Instruções
A argumentação, onde está? A que se prestam os dados? À razão, sim, ao argumento. Mas há algo que se ergue ao redor disso, ao redor da humanidade monádica dos argumentos. Os dados, as evidências, já se prestam diretamente aos movimentos, aos funcionamentos. Está por toda a parte isso. Se prestam ainda também ao jogo científico, a esse jogo social do desapego de si, e da irreverência diante das palavras de ordem, mas o que faz agora o uso humano dos dados é emular, sem saber, o movimento dos sistemas computacionais. Os dados são hoje plugados em máquinas de efetuação direta. O dado, no que aparece, já está no meio de uma logística dos sinais e dos algoritmos. Não se queira saber o que é essa logística. Ela é compreensiva, não compreendida. Ela se apresenta, para o humano, como uma lógica da demanda. Já era assim (sempre a mesma pergunta)? Não havia dados, antes, havia experiências, imagens, memórias, registros esparsos. Também se prestavam aos funcionamentos essas coisas, não éramos “humanidade”, a Razão não estava entre nós. Não havia esse delírio de mundo inteiro, e muito mais não se pode dizer. É o caso de fazer questão de não dizer o que havia, de não considerar dizível isso, assim como não é dizível o que há agora. Que relação se tem com a crença em que às coisas é possível tomar na sua universalidade? Sempre foi falsa? Foi verdadeira durante um tempo? Verdadeira, mas só em certos lugares, para certos ambientes? Também logicamente impossível dizer isso. E no entanto… a dúvida, a indecisão, permanece.

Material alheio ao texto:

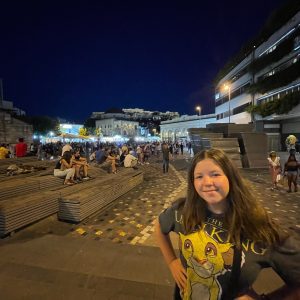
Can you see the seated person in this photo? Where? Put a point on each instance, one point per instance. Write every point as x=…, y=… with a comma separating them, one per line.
x=100, y=155
x=81, y=165
x=4, y=152
x=64, y=168
x=112, y=158
x=130, y=161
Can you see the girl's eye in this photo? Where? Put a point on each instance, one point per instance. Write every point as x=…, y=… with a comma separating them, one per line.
x=216, y=174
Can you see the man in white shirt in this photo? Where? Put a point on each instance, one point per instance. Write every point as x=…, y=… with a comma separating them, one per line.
x=66, y=147
x=130, y=161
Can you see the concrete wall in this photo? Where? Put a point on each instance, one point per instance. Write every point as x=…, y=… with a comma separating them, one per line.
x=12, y=129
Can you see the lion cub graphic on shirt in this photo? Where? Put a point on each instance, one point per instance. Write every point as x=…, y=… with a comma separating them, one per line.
x=206, y=259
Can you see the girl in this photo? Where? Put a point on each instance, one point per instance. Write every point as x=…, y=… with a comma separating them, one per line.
x=291, y=169
x=275, y=168
x=65, y=168
x=225, y=236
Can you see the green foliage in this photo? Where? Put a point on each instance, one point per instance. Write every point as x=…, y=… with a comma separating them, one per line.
x=277, y=106
x=41, y=124
x=283, y=49
x=275, y=22
x=90, y=125
x=277, y=80
x=83, y=131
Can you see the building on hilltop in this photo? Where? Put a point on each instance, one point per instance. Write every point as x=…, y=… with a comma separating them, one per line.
x=131, y=121
x=11, y=129
x=264, y=86
x=177, y=128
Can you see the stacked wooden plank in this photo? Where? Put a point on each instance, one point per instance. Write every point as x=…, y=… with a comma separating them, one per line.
x=24, y=201
x=78, y=206
x=24, y=186
x=20, y=211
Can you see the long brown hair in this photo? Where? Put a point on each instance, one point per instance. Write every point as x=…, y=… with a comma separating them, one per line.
x=245, y=217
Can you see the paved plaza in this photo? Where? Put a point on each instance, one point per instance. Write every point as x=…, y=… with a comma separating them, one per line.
x=113, y=254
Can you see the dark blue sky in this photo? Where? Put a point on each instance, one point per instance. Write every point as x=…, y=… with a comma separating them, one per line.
x=70, y=58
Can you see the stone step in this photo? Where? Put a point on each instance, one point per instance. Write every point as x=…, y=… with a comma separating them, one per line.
x=82, y=268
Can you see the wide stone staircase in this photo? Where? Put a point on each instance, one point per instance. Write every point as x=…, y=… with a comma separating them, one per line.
x=202, y=138
x=59, y=267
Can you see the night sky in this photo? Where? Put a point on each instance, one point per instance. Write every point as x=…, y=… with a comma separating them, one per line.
x=69, y=58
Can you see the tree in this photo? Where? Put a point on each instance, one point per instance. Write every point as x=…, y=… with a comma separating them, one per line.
x=83, y=131
x=41, y=124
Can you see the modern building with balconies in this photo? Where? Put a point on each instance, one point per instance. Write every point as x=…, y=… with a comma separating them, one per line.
x=262, y=85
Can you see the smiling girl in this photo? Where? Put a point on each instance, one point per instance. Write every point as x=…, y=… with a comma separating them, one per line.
x=225, y=236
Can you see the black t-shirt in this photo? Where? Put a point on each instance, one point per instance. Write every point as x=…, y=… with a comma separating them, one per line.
x=208, y=256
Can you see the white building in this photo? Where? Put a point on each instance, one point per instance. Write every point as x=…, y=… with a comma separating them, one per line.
x=270, y=73
x=177, y=128
x=117, y=126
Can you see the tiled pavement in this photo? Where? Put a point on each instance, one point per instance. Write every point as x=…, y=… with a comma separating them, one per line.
x=104, y=257
x=130, y=219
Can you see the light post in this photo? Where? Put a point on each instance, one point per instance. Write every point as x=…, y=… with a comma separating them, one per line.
x=198, y=109
x=227, y=87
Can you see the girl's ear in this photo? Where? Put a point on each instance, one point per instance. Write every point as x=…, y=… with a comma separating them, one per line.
x=180, y=241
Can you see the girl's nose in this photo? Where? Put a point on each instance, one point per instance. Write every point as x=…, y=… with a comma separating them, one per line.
x=207, y=180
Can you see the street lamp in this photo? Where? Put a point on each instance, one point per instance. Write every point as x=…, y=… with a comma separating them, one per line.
x=198, y=108
x=228, y=87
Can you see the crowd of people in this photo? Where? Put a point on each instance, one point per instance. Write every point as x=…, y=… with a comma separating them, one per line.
x=289, y=171
x=73, y=163
x=225, y=236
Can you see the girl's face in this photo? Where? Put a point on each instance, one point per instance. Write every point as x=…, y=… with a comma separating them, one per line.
x=212, y=185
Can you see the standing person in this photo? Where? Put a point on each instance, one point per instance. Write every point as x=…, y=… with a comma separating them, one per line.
x=291, y=169
x=66, y=147
x=275, y=168
x=81, y=165
x=225, y=236
x=181, y=148
x=130, y=161
x=21, y=148
x=65, y=169
x=3, y=151
x=166, y=157
x=190, y=147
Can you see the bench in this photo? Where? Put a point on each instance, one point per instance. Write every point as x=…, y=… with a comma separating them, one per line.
x=78, y=206
x=27, y=200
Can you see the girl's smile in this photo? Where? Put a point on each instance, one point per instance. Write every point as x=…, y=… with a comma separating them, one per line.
x=212, y=185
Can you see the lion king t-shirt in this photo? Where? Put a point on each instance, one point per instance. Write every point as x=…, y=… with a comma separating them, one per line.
x=207, y=255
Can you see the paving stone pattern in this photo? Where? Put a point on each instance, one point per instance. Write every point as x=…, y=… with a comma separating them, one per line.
x=131, y=219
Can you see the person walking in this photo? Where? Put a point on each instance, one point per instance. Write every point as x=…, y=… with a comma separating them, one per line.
x=291, y=170
x=275, y=168
x=225, y=236
x=21, y=148
x=166, y=157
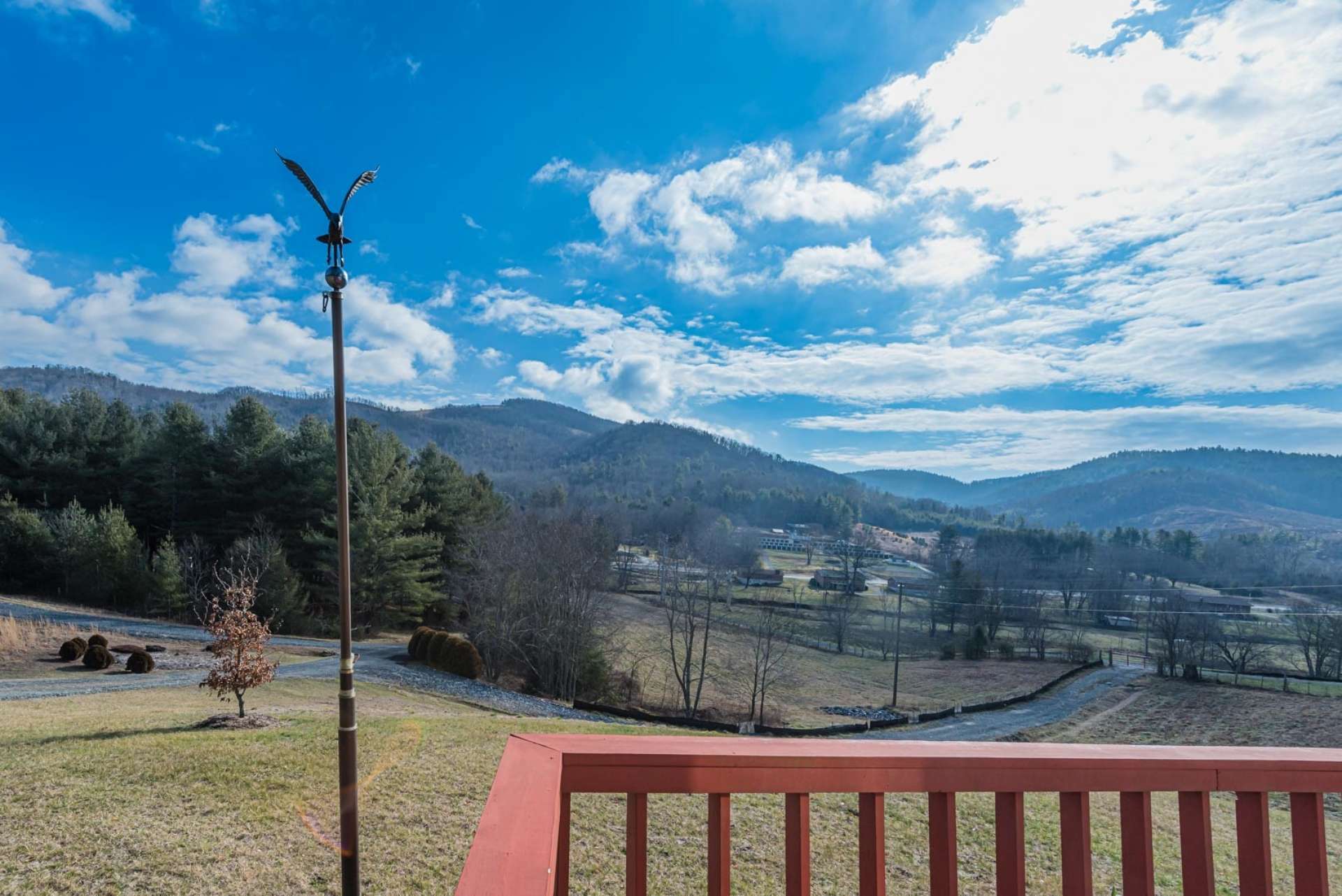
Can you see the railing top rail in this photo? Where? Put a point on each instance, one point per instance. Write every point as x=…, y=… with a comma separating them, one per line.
x=521, y=844
x=783, y=753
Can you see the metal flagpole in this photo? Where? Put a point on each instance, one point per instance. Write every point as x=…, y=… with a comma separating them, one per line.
x=348, y=742
x=348, y=737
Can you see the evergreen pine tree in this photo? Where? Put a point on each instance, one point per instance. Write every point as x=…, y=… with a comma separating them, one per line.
x=167, y=586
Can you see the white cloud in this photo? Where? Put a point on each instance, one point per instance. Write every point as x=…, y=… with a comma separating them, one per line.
x=396, y=342
x=109, y=13
x=199, y=143
x=633, y=366
x=205, y=334
x=561, y=169
x=942, y=262
x=615, y=201
x=995, y=440
x=443, y=298
x=491, y=357
x=815, y=266
x=19, y=287
x=525, y=313
x=219, y=255
x=698, y=214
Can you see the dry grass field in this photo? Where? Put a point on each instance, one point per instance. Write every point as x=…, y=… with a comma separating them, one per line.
x=815, y=679
x=120, y=793
x=1174, y=711
x=29, y=649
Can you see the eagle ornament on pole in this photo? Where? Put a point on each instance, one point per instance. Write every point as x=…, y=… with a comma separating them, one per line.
x=348, y=738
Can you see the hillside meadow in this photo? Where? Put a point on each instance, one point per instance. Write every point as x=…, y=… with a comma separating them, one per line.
x=121, y=793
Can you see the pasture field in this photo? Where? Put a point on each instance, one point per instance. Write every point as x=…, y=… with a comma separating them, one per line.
x=815, y=678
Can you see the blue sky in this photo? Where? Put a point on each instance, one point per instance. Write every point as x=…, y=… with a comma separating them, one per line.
x=973, y=238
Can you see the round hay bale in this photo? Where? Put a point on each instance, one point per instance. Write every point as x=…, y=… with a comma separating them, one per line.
x=420, y=633
x=71, y=649
x=421, y=648
x=99, y=656
x=436, y=648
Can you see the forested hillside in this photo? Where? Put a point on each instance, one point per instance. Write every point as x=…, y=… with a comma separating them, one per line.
x=1199, y=489
x=134, y=510
x=642, y=477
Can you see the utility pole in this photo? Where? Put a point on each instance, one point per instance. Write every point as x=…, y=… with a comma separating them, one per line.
x=348, y=735
x=347, y=738
x=900, y=620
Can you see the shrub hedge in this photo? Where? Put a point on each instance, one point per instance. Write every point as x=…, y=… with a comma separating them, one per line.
x=458, y=656
x=99, y=656
x=447, y=652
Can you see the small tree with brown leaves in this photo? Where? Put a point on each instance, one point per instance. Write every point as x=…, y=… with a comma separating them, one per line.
x=239, y=644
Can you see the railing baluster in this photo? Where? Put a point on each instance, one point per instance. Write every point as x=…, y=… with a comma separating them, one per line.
x=1254, y=844
x=941, y=827
x=872, y=844
x=720, y=844
x=561, y=856
x=1011, y=844
x=798, y=824
x=1195, y=840
x=1139, y=862
x=1074, y=825
x=637, y=844
x=1308, y=846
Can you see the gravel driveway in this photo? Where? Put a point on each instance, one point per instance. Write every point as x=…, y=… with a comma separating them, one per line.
x=995, y=725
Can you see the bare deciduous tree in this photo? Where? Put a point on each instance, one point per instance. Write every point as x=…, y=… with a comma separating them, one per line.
x=770, y=648
x=532, y=593
x=1034, y=624
x=688, y=609
x=838, y=609
x=1241, y=644
x=239, y=644
x=1317, y=636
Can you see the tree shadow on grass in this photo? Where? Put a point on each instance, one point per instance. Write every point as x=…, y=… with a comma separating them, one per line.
x=112, y=735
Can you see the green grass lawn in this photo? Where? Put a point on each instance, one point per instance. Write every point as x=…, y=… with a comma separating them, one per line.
x=118, y=795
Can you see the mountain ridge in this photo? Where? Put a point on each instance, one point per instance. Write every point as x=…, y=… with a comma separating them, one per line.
x=526, y=445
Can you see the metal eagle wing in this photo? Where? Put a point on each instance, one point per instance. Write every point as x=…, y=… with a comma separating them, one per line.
x=305, y=180
x=361, y=182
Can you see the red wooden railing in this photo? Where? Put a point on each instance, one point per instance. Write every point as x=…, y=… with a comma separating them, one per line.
x=521, y=846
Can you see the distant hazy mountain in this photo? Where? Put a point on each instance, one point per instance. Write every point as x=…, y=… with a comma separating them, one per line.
x=1200, y=489
x=529, y=447
x=526, y=445
x=514, y=435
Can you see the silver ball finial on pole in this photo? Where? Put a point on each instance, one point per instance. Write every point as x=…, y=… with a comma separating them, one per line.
x=348, y=737
x=337, y=278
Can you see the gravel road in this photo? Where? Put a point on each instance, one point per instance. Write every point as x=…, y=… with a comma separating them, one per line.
x=388, y=664
x=1054, y=706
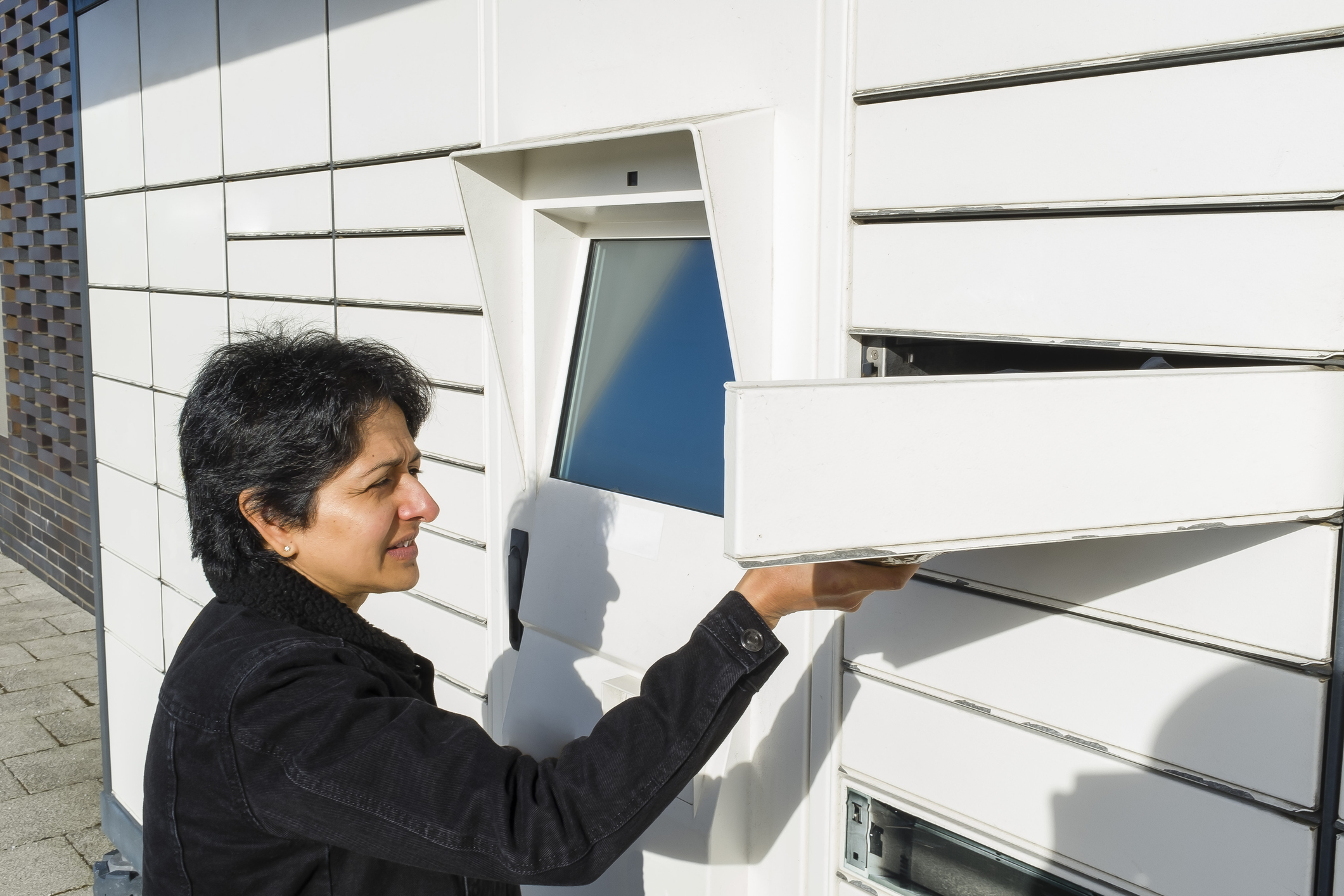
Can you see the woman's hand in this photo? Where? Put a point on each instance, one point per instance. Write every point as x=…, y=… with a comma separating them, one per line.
x=777, y=591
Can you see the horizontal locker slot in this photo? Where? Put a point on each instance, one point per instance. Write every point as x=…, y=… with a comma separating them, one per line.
x=132, y=700
x=1140, y=826
x=458, y=648
x=453, y=699
x=460, y=496
x=452, y=573
x=1222, y=716
x=1171, y=132
x=1205, y=280
x=1265, y=586
x=447, y=347
x=407, y=269
x=907, y=43
x=907, y=465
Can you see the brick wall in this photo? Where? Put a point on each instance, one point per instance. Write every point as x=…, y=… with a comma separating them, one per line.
x=45, y=495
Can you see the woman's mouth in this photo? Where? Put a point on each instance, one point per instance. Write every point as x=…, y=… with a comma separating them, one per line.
x=404, y=550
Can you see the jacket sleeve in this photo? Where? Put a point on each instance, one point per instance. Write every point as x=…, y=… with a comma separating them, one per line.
x=324, y=752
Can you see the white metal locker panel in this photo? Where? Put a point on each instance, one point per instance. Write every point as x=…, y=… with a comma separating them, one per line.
x=128, y=512
x=1245, y=127
x=179, y=613
x=249, y=314
x=1195, y=280
x=109, y=98
x=453, y=573
x=460, y=496
x=117, y=242
x=1146, y=828
x=447, y=347
x=404, y=194
x=120, y=328
x=132, y=609
x=1224, y=716
x=280, y=205
x=167, y=458
x=127, y=426
x=456, y=428
x=281, y=267
x=178, y=567
x=273, y=84
x=458, y=648
x=945, y=463
x=178, y=50
x=186, y=330
x=1262, y=586
x=900, y=43
x=186, y=233
x=132, y=699
x=435, y=68
x=407, y=269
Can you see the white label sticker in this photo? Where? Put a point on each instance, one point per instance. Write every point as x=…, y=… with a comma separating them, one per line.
x=636, y=531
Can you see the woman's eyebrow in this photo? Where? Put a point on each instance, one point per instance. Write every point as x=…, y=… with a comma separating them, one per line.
x=392, y=461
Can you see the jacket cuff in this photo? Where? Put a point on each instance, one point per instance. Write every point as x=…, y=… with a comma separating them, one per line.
x=743, y=634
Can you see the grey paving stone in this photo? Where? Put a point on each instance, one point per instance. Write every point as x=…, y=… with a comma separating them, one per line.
x=10, y=786
x=19, y=736
x=72, y=622
x=35, y=590
x=86, y=688
x=60, y=766
x=37, y=701
x=11, y=578
x=49, y=814
x=91, y=843
x=26, y=629
x=38, y=609
x=73, y=726
x=79, y=665
x=43, y=868
x=62, y=645
x=13, y=655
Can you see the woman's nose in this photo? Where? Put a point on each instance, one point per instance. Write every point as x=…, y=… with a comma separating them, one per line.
x=417, y=501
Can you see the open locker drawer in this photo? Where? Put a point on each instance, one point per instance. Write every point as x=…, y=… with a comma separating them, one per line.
x=909, y=465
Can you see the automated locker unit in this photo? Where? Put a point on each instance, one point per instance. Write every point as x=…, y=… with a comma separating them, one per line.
x=1043, y=295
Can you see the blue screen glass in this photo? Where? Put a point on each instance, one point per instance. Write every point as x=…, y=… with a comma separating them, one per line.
x=644, y=410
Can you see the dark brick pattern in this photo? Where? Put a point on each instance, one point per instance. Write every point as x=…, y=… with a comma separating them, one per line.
x=45, y=495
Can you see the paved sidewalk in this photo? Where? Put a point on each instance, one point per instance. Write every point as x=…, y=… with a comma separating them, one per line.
x=50, y=760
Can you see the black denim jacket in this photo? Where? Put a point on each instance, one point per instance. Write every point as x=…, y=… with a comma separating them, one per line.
x=297, y=750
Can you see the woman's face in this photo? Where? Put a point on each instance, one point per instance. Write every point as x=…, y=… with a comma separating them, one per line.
x=364, y=522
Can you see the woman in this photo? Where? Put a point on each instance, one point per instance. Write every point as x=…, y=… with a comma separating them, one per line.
x=297, y=748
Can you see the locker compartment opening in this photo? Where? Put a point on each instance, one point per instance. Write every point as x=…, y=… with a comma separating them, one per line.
x=914, y=857
x=644, y=402
x=905, y=356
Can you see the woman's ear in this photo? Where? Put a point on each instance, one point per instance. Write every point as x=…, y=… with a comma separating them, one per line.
x=277, y=536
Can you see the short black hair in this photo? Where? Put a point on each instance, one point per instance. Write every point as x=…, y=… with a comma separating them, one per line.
x=280, y=411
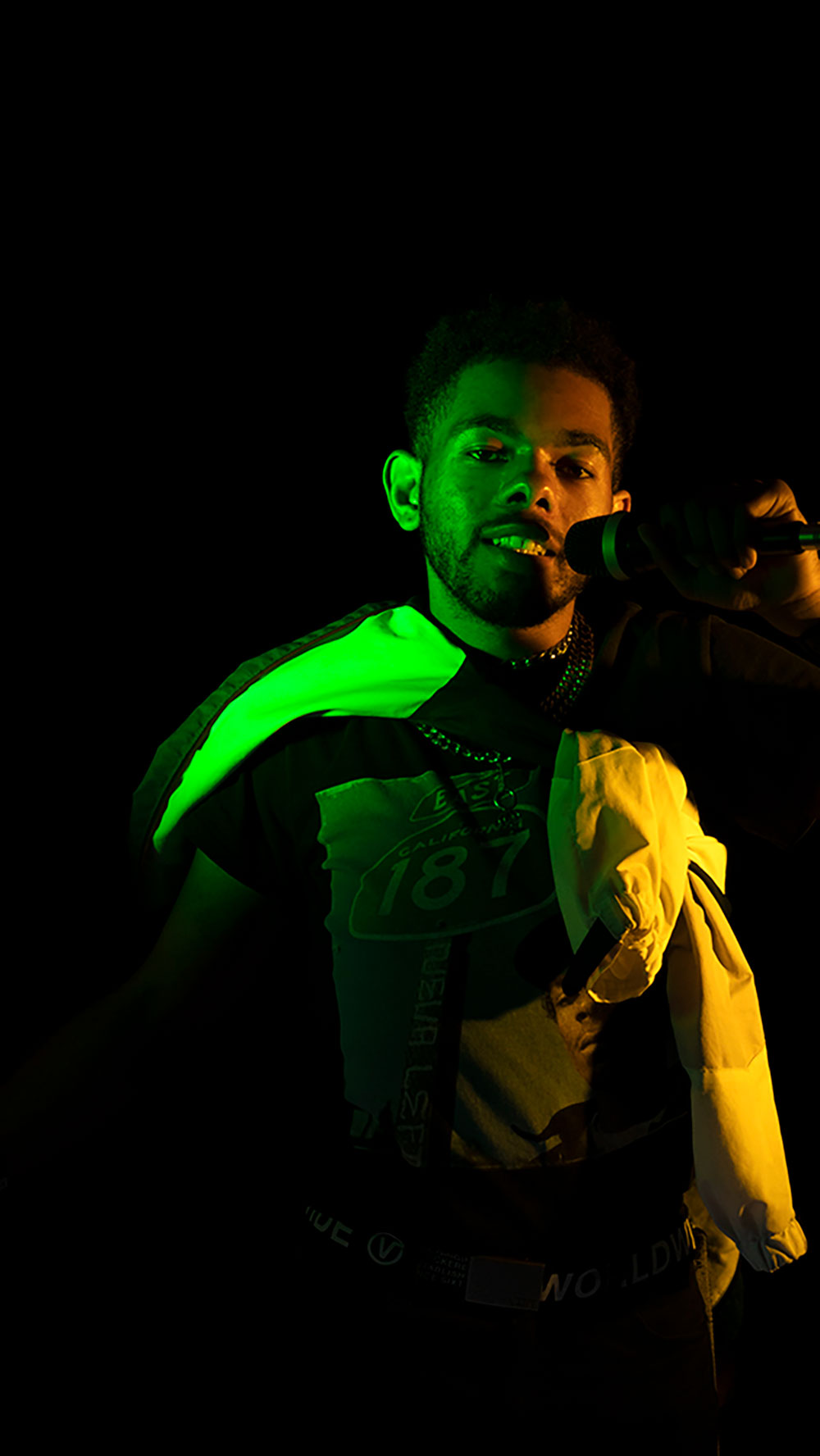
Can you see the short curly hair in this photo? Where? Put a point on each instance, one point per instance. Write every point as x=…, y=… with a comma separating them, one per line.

Por exemplo, os enunciados pedagógicos são os enunciados das crianças? Sobre as crianças? Complexo isso... Fala-se em nome das crianças, ou para que elas tenham um n(ão)me, ou para que elas tenham uma fala, mas fala-se acima de tudo da sociedade. A pedagogia é, antes de mais nada, um desespero da sociedade diante de uma das suas potências, que é a criança (assim ela é pressentida). E falaremos em educação baseada em demanda, e diremos que no caso das crianças pequenas é complicado, mas não diremos porque. É, em poucas palavras, porque a criança parece ter demanda de demanda. E é assim que se veio a saber como fazer a educação infantil, aprendeu-se a formalizá-la. A educação infantil, e a do início do ensino fundamental, são objeto de inúmeros projetos alternativos, todos inovadores (mesmo os que dizem retornar às tradições… que não existem no campo da educação), todos aparentemente muito diferentes uns dos outros, muitos bem sucedidos. Ao mesmo tempo, enquanto os demais confinamentos param de funcionar, não se consegue mais fazer a educação dos jovens, nem a dos adultos. O que se pode fazer é esticar a criança, esticar a infância, até que ela comece a romper-se. Tudo aquilo que pôde fazer de rito de passagem (casamento, emprego, diploma, filhos) se esfarela. Ser “adulto”, para os moços, vira uma miragem. Ser fértil, para as meninas, é insuportável. Ser varão, para os meninos, é impensável.
Aquilo que era trabalho (emprego, posição, colocação), do que existe a oferta, tornou-se ação, do que só pode existir a demanda. A ação não é agitação. O conceito de iniciativa é complexo. Havia oferta de tudo, de saberes, de empregos, de amor. Não há mais, há demanda. Toda demanda é de ação, mas isso não aparece, a ação parece que não acontece. E tudo, educação, trabalho, consumo, se converte em demanda. Nômadas de demanda, é o que há. Funcionamentos.
Demanda de aprendizagem é demanda de inclusão. Aprender, nesse sentido, não se vê de fora (ou de dentro), não se avalia. Aprender é engolir o Outro. Aprender é se deixar engolir.